Imagine a city where you can connect to the web from any location

Feb 21, 2008 08:58 GMT  ·  By

Networking expert Cisco is reported to join worldwide cities in order to experiment on energy efficiency. Currently present in Seoul, Lisbon, Madrid, San Francisco and Hamburg, the company attempts to find the perfect recipe to spread all over the world.

Cisco has equipped one of San Francisco's municipal buses with wireless networking gear, which allows commuters to surf the web while traveling. The idea is especially useful to the users who are building their route on-the-fly: they can get information on when their connecting bus or train is arriving, or they can use location services to study their best route. The project is expected to make public transportation more appealing and popular. Convincing people to travel by bus rather than by their own cars is aimed at reducing carbon dioxide emissions.

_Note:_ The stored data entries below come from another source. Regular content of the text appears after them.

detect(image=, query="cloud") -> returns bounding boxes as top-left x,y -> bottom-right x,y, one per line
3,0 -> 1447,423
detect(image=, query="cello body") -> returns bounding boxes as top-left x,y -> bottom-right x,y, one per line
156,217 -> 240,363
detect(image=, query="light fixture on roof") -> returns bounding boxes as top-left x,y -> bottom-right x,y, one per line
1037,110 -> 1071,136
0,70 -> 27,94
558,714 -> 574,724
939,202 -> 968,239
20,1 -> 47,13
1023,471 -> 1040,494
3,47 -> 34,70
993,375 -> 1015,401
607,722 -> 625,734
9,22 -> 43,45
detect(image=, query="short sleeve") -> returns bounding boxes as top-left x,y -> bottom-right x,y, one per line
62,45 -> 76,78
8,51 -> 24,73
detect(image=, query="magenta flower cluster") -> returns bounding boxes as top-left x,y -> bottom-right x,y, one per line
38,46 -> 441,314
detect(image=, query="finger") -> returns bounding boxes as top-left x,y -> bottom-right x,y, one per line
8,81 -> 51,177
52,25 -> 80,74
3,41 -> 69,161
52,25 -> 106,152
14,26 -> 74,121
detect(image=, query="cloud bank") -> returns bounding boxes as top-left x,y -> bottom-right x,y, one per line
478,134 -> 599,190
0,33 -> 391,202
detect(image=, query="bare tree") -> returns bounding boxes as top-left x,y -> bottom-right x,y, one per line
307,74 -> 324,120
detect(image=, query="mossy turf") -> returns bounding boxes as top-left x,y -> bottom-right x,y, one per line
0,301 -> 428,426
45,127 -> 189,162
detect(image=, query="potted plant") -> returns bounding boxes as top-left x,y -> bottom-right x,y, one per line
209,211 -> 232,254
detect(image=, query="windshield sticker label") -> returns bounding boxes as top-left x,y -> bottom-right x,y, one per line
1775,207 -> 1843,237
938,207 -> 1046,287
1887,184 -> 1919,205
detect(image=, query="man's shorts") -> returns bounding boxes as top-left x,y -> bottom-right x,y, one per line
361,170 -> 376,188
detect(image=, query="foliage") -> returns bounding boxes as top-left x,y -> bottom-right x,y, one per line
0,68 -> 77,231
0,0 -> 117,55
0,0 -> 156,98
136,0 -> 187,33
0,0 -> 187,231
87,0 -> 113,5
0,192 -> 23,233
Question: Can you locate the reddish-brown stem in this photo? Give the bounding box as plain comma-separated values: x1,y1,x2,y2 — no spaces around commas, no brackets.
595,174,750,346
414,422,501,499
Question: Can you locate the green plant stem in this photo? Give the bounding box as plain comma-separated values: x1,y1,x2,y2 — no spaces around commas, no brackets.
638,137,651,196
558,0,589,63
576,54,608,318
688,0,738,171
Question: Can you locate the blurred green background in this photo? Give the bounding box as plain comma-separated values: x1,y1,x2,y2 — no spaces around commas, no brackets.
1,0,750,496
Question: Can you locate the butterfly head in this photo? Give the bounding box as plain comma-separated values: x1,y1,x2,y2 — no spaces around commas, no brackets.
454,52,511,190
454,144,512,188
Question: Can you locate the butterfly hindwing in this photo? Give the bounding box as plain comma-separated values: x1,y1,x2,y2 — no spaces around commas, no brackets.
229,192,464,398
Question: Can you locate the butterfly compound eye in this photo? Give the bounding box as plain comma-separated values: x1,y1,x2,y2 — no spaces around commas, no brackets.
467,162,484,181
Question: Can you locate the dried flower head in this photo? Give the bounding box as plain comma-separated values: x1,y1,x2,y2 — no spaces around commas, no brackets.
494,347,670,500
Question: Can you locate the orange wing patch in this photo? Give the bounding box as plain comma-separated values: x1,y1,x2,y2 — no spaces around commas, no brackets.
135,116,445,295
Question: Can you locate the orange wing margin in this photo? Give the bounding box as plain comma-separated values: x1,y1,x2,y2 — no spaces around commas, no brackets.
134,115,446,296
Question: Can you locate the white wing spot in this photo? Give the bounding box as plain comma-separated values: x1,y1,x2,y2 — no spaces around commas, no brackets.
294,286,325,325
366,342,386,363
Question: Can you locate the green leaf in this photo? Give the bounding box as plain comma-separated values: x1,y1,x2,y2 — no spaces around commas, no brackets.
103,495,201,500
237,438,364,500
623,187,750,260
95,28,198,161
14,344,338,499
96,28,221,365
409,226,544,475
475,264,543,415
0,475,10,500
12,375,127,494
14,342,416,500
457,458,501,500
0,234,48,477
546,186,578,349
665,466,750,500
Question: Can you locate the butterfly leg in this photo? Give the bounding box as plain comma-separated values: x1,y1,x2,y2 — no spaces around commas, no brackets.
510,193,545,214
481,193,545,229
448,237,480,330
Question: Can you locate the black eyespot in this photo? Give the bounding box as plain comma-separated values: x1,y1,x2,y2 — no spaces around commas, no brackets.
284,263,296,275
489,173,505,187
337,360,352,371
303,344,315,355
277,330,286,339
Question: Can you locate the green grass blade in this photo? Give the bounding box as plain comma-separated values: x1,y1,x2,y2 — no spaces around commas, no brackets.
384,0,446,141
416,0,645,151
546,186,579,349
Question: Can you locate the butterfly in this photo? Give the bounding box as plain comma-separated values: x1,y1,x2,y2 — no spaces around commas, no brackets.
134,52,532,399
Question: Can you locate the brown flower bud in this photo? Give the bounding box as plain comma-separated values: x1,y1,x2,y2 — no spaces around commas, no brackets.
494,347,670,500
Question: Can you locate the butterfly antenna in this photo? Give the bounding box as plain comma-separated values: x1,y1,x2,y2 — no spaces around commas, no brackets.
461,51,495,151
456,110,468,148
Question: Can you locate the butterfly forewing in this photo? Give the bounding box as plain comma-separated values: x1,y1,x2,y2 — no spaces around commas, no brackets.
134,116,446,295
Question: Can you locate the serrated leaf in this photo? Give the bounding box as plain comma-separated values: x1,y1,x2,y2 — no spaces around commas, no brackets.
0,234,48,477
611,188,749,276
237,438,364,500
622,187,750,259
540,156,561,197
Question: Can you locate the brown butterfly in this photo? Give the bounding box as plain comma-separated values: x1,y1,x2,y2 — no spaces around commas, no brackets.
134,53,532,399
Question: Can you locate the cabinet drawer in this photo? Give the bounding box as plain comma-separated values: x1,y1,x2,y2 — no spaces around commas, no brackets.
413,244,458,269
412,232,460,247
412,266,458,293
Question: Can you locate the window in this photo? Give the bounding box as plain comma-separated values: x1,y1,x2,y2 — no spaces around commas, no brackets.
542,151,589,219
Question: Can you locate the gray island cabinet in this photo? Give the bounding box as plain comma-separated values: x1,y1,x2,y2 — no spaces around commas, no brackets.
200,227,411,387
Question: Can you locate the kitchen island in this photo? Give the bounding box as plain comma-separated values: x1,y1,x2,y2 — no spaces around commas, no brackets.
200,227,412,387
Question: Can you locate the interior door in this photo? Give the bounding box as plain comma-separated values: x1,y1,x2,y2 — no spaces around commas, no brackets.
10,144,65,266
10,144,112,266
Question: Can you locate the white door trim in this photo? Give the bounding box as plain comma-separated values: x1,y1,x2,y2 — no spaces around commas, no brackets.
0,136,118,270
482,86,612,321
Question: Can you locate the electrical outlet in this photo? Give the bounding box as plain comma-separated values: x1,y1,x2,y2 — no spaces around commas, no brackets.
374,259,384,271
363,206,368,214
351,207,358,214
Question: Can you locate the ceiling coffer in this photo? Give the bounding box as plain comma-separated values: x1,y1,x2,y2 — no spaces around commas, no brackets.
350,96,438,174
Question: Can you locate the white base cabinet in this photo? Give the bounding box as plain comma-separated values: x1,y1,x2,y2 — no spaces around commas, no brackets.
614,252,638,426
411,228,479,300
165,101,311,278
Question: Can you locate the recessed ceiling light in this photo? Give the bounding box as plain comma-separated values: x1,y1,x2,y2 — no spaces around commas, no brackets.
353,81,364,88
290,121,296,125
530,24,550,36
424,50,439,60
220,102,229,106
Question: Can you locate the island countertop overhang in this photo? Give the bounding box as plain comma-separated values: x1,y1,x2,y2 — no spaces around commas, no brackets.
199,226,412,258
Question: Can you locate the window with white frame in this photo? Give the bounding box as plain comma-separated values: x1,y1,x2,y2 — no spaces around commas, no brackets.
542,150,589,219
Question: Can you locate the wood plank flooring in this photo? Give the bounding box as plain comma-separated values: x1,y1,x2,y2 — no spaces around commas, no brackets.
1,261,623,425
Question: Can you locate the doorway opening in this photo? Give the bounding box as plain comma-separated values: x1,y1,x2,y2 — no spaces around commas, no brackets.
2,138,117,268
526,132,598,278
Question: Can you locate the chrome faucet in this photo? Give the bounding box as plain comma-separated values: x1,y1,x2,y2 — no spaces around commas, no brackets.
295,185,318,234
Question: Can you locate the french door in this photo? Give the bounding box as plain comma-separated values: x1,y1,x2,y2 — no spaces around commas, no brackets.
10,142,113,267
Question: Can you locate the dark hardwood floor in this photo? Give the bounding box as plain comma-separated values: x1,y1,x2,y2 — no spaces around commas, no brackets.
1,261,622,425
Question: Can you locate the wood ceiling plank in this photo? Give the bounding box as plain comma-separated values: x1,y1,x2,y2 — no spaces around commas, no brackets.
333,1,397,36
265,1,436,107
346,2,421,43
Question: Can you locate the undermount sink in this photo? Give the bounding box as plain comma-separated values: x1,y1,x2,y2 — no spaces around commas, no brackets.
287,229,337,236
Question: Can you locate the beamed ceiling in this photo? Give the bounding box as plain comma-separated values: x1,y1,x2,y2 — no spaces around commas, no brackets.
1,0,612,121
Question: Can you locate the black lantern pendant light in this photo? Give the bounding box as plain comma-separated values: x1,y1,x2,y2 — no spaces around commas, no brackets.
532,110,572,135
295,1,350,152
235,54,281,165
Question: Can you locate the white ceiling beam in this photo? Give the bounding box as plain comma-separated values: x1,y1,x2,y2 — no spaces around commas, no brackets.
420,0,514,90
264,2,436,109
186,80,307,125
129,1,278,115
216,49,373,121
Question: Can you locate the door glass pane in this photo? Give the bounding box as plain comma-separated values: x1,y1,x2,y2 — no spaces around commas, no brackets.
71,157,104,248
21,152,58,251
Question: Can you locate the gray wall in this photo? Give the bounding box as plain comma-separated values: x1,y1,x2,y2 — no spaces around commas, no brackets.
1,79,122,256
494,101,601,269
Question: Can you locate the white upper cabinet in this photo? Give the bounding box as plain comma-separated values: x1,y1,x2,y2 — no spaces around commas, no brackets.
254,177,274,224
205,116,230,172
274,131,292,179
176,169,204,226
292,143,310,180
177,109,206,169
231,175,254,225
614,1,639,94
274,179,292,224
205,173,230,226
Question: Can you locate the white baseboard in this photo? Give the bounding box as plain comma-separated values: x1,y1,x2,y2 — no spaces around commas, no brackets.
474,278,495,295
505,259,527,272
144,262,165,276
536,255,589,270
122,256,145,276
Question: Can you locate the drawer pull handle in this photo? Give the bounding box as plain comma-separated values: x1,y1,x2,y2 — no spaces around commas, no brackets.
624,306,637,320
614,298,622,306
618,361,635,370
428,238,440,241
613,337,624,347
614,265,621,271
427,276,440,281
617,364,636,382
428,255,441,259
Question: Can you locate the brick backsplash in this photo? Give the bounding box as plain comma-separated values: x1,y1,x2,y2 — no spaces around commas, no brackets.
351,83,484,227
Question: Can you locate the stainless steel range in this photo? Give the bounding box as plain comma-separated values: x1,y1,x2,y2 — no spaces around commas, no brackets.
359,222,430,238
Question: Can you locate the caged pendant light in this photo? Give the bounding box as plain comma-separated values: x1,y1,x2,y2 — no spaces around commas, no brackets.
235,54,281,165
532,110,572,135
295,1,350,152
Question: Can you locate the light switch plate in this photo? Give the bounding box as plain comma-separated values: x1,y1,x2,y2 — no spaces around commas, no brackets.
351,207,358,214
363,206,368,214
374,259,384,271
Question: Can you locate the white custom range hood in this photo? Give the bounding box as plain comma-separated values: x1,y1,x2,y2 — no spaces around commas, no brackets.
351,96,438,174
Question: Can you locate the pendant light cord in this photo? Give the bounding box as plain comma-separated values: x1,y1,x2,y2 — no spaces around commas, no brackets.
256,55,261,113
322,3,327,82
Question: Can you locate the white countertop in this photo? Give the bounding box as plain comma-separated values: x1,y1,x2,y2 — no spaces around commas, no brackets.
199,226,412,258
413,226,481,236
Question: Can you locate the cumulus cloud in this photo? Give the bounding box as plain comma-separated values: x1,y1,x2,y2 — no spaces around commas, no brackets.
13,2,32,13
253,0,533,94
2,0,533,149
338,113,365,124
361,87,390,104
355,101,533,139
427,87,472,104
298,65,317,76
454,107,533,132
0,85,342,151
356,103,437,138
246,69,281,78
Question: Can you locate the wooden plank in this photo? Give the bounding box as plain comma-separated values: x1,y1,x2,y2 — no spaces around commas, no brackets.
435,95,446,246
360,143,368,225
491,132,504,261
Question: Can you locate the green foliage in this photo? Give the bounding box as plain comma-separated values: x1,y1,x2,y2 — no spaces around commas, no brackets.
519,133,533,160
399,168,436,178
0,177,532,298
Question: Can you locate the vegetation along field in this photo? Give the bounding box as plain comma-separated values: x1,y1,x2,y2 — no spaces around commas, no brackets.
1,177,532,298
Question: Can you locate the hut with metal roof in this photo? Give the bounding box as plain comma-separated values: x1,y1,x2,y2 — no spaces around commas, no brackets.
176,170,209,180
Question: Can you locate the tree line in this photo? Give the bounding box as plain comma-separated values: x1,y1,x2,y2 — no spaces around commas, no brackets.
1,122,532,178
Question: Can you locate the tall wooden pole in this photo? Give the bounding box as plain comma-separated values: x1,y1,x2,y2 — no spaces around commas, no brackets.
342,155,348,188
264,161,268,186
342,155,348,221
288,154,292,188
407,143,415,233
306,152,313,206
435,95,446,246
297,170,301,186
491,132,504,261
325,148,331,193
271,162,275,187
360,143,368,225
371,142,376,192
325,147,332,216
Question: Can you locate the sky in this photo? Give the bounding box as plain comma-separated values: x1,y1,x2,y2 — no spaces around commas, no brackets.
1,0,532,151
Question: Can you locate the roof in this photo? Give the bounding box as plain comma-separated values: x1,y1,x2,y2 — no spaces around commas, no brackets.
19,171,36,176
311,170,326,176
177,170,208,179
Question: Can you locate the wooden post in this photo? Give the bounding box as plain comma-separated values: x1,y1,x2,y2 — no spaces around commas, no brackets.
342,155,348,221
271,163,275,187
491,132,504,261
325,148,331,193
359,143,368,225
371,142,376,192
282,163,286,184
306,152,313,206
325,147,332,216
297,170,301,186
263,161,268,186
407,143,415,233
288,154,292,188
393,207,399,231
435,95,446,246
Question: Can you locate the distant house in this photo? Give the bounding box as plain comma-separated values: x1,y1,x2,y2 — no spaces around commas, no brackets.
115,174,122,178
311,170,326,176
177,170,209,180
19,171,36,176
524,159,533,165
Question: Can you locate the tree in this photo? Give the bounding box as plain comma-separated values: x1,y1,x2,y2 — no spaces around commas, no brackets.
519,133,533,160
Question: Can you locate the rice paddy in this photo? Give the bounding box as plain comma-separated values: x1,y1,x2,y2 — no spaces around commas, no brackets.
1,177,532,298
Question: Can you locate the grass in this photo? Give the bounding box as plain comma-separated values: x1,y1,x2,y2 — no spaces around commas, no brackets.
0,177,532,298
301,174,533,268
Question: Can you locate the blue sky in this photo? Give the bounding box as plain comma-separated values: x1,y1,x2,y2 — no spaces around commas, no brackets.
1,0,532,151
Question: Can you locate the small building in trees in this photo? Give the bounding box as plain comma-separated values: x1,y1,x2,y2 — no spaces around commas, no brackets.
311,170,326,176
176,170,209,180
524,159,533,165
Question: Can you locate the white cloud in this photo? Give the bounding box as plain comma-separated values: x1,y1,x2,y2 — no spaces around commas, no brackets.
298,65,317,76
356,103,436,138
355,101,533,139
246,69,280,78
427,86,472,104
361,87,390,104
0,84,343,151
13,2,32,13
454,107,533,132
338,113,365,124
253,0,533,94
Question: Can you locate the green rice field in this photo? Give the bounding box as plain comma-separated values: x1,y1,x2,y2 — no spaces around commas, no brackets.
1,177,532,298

The networking expert has devised yet another approach at urban networking in Amsterdam. Cisco has teamed up with Amsterdam's authorities and hey have jointly built regional smart workstations that will be used as satellite office spaces located near the residential areas. Cisco will also implement a new service for the Amsterdam inhabitants, called the Personal Travel Assistant.

The central piece of the new service is a GPS-based handheld device that will be able to track public transportation vehicles such as buses and trains, and display their current position in plain view. The extra functionality will let commuters see where the bus they are expecting is or when it might arrive.

"We will create a replicate-able system," said Cisco CEO John Chambers, speaking at the Connected Urban Development Conference sponsored by the company in San Francisco this week.

If they get successfully implemented, the urban networking plans will bring significant revenue for the company.